Optimal timeframes & summary
Evidence-based guidelines, where they exist, should inform timeframes. Treatment teams need to recognise that shorter timeframes for appropriate consultations and treatment can promote a better experience for patients. Three steps in the pathway specify timeframes for care. They are designed to help patients understand the timeframes in which they can expect to be assessed and treated, and to help health services plan care delivery in accordance with expert-informed time parameters to meet the expectation of patients. These timeframes are based on expert advice from the Pancreatic Cancer Working Group.
Timeframes for care
Step in pathway |
Care point |
Timeframe |
Presentation, initial investigations and referral |
Signs and symptoms |
Presenting symptoms should be promptly and clinically triaged with a health professional |
Initial investigations initiated by GP |
Patients who present with jaundice should be referred for tests within 48 hours and followed up rapidly Other symptoms require review within 2 weeks |
|
Referral to specialist |
Patients with suspected or proven pancreatic cancer should be seen by a specialist within 1 week of referral to the specialist |
|
Diagnosis, staging and treatment planning |
Diagnosis and staging |
Diagnostic and staging investigations should be completed within 2 weeks of referral |
Multidisciplinary meeting and treatment planning |
The patient case must be discussed within 1 week of completion of the diagnostic and staging investigations and a management plan finalised |
|
Treatment |
Surgery |
Surgery should be undertaken within 4 weeks of initial diagnosis, depending on urgency and modality |
Systemic chemotherapy and/or radiation therapy |
Treatment should begin within 4 weeks of initial diagnosis, depending on urgency and modality Adjuvant chemotherapy in the postoperative setting should begin within 12 weeks of surgery |
Seven steps of the optimal care pathway
Step 1: Prevention and early detection
Step 2: Presentation, initial investigations and referral
Step 3: Diagnosis, staging and treatment planning
Step 4: Treatment
Step 5: Care after initial treatment and recovery
Step 6: Managing recurrent, residual or metastatic disease
Step 7: End-of-life care
In Australia the incidence of pancreatic cancer has remained stable over the past three decades, with 10 cases per 100,000 people in 1982 and 12 cases per 100,000 people in 2016 (Cancer Australia 2020b).
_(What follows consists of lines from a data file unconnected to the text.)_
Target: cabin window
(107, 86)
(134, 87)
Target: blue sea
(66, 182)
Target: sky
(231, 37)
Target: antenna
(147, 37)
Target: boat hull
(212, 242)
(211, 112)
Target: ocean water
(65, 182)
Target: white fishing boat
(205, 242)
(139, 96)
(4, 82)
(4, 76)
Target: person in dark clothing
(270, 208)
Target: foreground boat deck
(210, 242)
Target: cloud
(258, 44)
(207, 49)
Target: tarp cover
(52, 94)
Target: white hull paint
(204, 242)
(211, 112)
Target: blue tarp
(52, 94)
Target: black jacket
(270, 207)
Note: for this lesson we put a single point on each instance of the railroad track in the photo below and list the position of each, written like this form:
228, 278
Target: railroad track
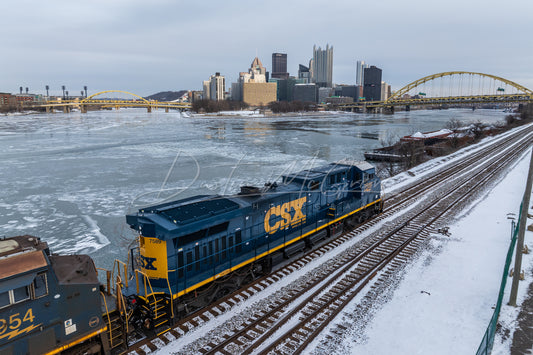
339, 281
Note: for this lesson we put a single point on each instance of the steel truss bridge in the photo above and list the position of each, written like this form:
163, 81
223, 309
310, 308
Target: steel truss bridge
448, 89
436, 90
91, 101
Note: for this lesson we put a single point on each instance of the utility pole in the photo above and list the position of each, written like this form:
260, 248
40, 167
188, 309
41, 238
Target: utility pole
521, 232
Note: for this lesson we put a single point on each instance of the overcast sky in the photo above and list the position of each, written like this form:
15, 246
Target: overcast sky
149, 46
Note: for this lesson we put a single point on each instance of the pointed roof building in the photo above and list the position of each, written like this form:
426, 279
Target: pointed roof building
258, 66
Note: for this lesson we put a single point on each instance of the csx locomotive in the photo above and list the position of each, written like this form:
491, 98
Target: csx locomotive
190, 253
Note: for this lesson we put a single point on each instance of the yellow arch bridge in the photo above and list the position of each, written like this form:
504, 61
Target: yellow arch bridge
92, 101
449, 89
436, 90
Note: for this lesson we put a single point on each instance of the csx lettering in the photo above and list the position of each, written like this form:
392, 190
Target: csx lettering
148, 263
284, 211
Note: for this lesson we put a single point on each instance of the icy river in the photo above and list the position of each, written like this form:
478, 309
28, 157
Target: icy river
71, 178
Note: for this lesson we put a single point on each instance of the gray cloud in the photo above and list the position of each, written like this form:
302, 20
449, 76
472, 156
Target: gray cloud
145, 47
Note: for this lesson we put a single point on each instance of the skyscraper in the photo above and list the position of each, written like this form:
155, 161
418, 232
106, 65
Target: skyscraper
214, 87
372, 83
279, 66
322, 66
359, 72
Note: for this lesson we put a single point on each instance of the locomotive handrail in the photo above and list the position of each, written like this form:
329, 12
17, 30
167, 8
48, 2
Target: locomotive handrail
117, 264
171, 298
108, 318
122, 305
145, 280
108, 279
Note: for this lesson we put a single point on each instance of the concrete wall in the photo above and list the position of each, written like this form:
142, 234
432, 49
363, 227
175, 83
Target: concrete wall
256, 94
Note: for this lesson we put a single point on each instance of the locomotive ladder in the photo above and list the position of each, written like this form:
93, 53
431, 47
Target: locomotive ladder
159, 307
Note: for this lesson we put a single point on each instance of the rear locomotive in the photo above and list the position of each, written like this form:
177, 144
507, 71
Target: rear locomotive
49, 304
196, 250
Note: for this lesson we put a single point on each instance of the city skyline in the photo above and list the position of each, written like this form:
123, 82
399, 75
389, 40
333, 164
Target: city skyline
172, 46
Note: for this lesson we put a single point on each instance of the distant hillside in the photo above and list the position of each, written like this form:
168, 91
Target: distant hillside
166, 95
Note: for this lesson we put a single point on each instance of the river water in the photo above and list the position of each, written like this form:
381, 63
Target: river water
71, 178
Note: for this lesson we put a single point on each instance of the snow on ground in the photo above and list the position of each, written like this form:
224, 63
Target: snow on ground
445, 300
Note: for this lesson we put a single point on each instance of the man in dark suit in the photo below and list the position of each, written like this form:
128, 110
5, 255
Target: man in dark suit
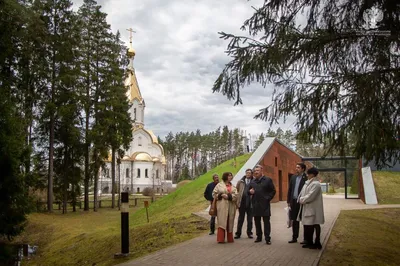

The average age at diagnosis is 72.8 years (AIHW 2017a). Pancreatic cancer has a very poor prognosis, and five-year survival rates are extremely low. Median survival from diagnosis ranges from 10 to 30 months (Lambert el al. 2019). In Australia over the past three decades the five-year survival rate has increased slightly from 3.2 per cent between 1987 and 1991 to 11 per cent between 2012 and 2016 (Cancer Australia 2020b). Despite the increase in survival, pancreatic cancer still has the lowest survival rate of all cancer types, with mortality-to-incidence ratio approaching 1 (0.83; Cancer Australia 2019b). Even if there are good initial treatment outcomes, the recurrence rate is very high. Given the poor prognosis of this cancer at present, for most patients, treatment is often given with palliative, rather than curative, intent. Early specialist palliative care will be required for patients with pancreatic cancer.
This optimal care pathway covers pancreatic adenocarcinoma. Pancreatic neuroendocrine tumours (PNETs) are not included in this pathway, given the differences in the risk factors and management of these tumours.